I checked with the stone. Yes, the reactor was working perfectly. Yes, everything was all right. Yes, it was using all the power it could get.
This eased my mind considerably, although not completely. Finding out what was going on would have to wait. While yes-or-no answers are relatively quick and easy—only taking a minute or two per question—asking a geological formation anything resembling “Why?” “What for?” or “Doing what?” takes considerably longer. I had other fish to gut just then.
Without the power reserves in my gate room, my options were sharply limited. I needed a plan that didn’t require launching long-range spells. My original idea was to use the medallions of the captured priests as resonators, build a high-energy discharge spell tuned to them, and launch it at various cities all over the world. It would then detonate, so to speak, inside those cities and affect any other medallion like the ones I used as resonators. Those medallions would then be subject to a
rapid energy input—they would explode. The heat of vaporized gold and the resulting concussion effect would be pretty much in the center of the chest, killing the wearer.

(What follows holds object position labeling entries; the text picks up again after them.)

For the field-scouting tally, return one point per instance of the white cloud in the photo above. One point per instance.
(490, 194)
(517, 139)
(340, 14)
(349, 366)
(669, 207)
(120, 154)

Now I couldn’t do that. Well, yes, I could, but not as many times. I planned to use the priests wearing the amulets as human sacrifices. Without the power reserves, this method was drastically limited in the number of shots it could fire, though. It’s a truism that anything you do repeatedly will be observed, analyzed, and countered. If I didn’t hit everywhere, there would be survivors who caught on. It’s like evolution in action. Pour antibiotics into a bacterial culture. If you don’t kill all the germs, the survivors are more resistant to the antibiotics. Same thing here, only with priests instead of bacteria. They have a number of similarities.
I recognized the new feeling: Frustration. It was a much hotter feeling than the cold, unpleasant thing twisting in my chest, and much more familiar.
Well, fine. So much for my mountain-peak sacrificial altar. Fat lot of good that would do.
The sun went down, I cleaned up, and a bunch of grey sashes dragged a bunch of mouthy priests into my workroom.
I sent the grey sashes out and closed the door. They didn’t need to see this.
Morning started sneaking up on me while I sat there with the dismembered corpses. No bloodstains, of course, but enough other fluids leaked out to make the place a mess.
I will kill this celestial son of a bitch. I don’t know how. I don’t know when. If I can find a biological warfare agent to target a religious viewpoint, I’ll use it. If I can find a radiation that only kills light-worshippers, I’ll generate it. If I can find anything, any weapon at all, that kills energy beings or their worshippers, I’ll find a way to apply it.
I’ll kill it. I swear I will.
I whisked my body clean, but my soul was still swimming in it.